Stephen Hawking, the TV star
Comedy lies in the timing. Professor Stephen Hawking knew this, and, over the years, became incredibly proficient at the art of the comedic pause
Famed physicist, cosmologist and writer Stephen Hawking passed away on Wednesday morning. He was born on 8 January 1942, exactly 300 years after Galileo died, and today is 14 March, which happens to be his old rival Albert Einstein’s birthday. It is likely Professor Hawking is having a laugh at our expense, based on our preposterous love for coincidences.

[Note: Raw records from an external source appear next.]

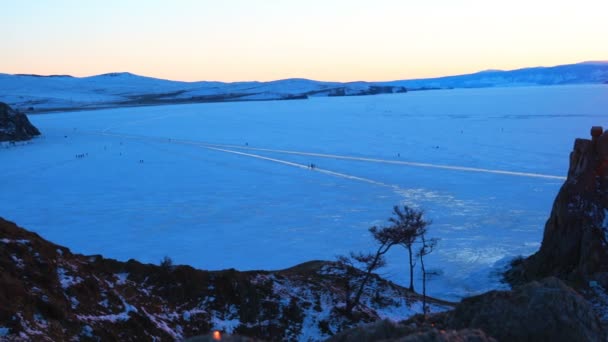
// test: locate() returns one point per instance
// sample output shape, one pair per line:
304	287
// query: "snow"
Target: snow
122	278
226	321
67	280
121	316
21	241
227	185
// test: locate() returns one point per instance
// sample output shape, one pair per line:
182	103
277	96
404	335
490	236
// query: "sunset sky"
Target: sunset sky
332	40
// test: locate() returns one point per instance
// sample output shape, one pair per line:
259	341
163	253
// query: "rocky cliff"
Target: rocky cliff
547	310
575	239
14	126
48	293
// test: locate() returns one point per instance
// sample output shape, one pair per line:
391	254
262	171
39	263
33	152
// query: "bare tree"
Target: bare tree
370	262
408	225
427	248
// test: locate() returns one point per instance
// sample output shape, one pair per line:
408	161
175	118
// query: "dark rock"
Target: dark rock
538	311
574	245
14	126
411	332
49	293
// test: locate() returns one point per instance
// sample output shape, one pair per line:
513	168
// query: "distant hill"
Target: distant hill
36	93
581	73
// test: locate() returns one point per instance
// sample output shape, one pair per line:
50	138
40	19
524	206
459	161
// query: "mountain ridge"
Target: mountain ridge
37	93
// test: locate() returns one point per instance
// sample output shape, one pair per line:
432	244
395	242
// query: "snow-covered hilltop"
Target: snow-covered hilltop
42	93
582	73
34	93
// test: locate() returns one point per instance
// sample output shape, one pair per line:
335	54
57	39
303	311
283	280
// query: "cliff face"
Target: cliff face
575	244
48	293
14	126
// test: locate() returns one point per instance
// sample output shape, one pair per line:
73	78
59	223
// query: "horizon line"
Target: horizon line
118	73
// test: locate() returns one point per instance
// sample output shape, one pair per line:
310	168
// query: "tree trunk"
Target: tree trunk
409	249
424	311
350	306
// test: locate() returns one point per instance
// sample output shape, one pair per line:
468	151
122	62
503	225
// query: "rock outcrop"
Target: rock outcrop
547	310
575	239
48	293
14	126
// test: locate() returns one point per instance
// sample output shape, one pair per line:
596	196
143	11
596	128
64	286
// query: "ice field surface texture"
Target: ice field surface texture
227	185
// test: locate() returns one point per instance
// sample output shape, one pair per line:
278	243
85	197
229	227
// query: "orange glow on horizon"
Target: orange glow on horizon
260	40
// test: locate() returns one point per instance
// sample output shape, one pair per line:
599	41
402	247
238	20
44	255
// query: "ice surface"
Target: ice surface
154	180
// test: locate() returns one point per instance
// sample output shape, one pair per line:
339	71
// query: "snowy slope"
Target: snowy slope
226	184
581	73
33	93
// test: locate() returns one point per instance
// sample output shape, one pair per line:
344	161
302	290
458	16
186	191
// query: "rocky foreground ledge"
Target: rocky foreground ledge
48	293
15	126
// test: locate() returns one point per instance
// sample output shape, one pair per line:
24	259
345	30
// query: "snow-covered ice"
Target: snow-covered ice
225	185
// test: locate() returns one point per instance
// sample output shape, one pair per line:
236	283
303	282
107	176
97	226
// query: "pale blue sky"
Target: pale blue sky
340	40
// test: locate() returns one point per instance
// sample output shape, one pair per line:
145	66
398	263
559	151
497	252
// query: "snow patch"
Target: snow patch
227	321
67	280
22	241
122	278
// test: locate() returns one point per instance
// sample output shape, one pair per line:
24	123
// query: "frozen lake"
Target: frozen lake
227	185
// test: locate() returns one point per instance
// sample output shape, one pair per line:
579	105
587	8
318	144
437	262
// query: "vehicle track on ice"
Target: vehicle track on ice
232	148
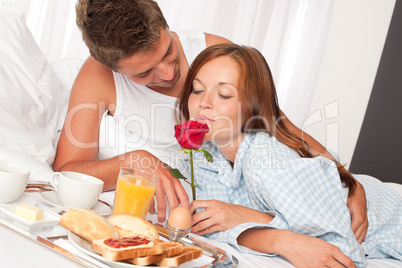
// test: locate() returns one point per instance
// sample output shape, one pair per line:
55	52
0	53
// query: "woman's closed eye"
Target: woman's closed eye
224	96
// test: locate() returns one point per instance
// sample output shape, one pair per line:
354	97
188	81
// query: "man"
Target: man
122	102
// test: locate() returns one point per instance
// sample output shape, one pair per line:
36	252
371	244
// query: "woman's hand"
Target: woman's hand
301	250
222	216
357	205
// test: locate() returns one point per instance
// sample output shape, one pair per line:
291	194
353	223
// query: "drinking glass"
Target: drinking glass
134	191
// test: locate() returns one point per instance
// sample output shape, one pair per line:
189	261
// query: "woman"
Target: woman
264	182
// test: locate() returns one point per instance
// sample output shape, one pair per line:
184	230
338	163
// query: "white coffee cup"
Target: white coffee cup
77	190
13	180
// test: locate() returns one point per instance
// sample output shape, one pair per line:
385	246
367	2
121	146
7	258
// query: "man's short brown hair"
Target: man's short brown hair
118	29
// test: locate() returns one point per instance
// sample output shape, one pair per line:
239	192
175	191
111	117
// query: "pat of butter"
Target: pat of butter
30	213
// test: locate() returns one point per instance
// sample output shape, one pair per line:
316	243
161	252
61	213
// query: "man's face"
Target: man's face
157	68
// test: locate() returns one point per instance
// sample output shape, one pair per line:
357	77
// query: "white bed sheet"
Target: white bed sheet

Comedy lies in the timing. Professor Hawking knew this, and, over the years, became incredibly proficient at the art of the comedic pause. It is a tough art to master: either indefinitely stretching the pause before a line to elevate the tension and uncertainty before laying down the coup de grace, or getting an answer out quick like a rapid jab. Professor Hawking deployed his pauses with terrific unpredictability, and even began to use the monotone of his speech synthesiser to his advantage. His sarcasm, wit and insight were all amplified by that unwavering yet unmistakable voice. It became the ultimate in deadpan delivery.
This served Professor Hawking tremendously well on The Simpsons, a show on which he appeared four times, voicing himself. We first met him in the 1999 episode They Saved Lisa’s Brain, where the professor voices his disdain of the Springfield Mensa association and tells Lisa Simpson that “sometimes the smartest of us can be the most childish”. “Even you?” she asks, brimming with hope. “No,” he says, markedly without pause. “Not me. Never.”
“Your theory of a donut shaped universe is intriguing, Homer,” he later told Homer Simpson over a beer. “I may have to steal it.” It’s a nice gag hinging on Homer’s love for that particular dessert, but it is also a stealthy allusion to the toroidal theory which posits that the universe could indeed be shaped like a donut. Even when he made us laugh, he made us a little smarter.
He clearly liked television, appearing in three episodes of Futurama, seven episodes of The Big Bang Theory, and one rather unforgettable episode of Star Trek: The Next Generation, where he, as a hologram, plays poker—not dice, alas—with Albert Einstein, Isaac Newton and Data, the show’s android. “Not the apple story again,” Professor Hawking groans, cutting Newton off mid-sentence at one point. Finally, when Einstein calls his hand, he grins and says, “Wrong again, Albert”, as he displays the winning cards.
Television host John Oliver interviewed him for his show, Last Week Tonight, and the professor maimed him with wit. “You once stated that there could be an infinite number of parallel universes, so theoretically there could be a universe where I’m smarter than you,” asks Oliver. “Yes,” replies Hawking, taking that critical pause right after. “And also a universe where you’re funny.” It is at the end of the interview, though, that Hawking winks at us most wickedly:
“Who is talking to me right now?” Oliver asks. “You or the sentient computer pretending to talk on your behalf?”
“It’s me,” Hawking replies.
“Who’s saying that, Stephen? You or the machine?”
“Both of us.”
Ah, classic Stephen.
One of my all-time favourite Stephen Hawking moments came when the professor sang Monty Python’s Galaxy Song for charity a few years ago, correcting the technicalities in the song’s words and numbers as he went along. It is an unbelievable treat, and these lyrics sound suitably profound when coming from the smartest human in the universe: “Pray that there’s intelligent life somewhere up in space, cause there’s bugger-all down here on Earth.”
“Life would be tragic if it wasn’t funny,” Stephen Hawking had once said, and clearly enjoyed not only observing the humour in the world, but also pointing it out. His appearances on popular and irreverent mainstream television made us, the viewers, feel included. For a brief moment we shared a laugh and got to be in the same orbit as him. We felt that this massively brilliant man watches the same television we do, and that’s a genuinely comforting thought. Professor Hawking was an extraordinary man who loved ordinary things.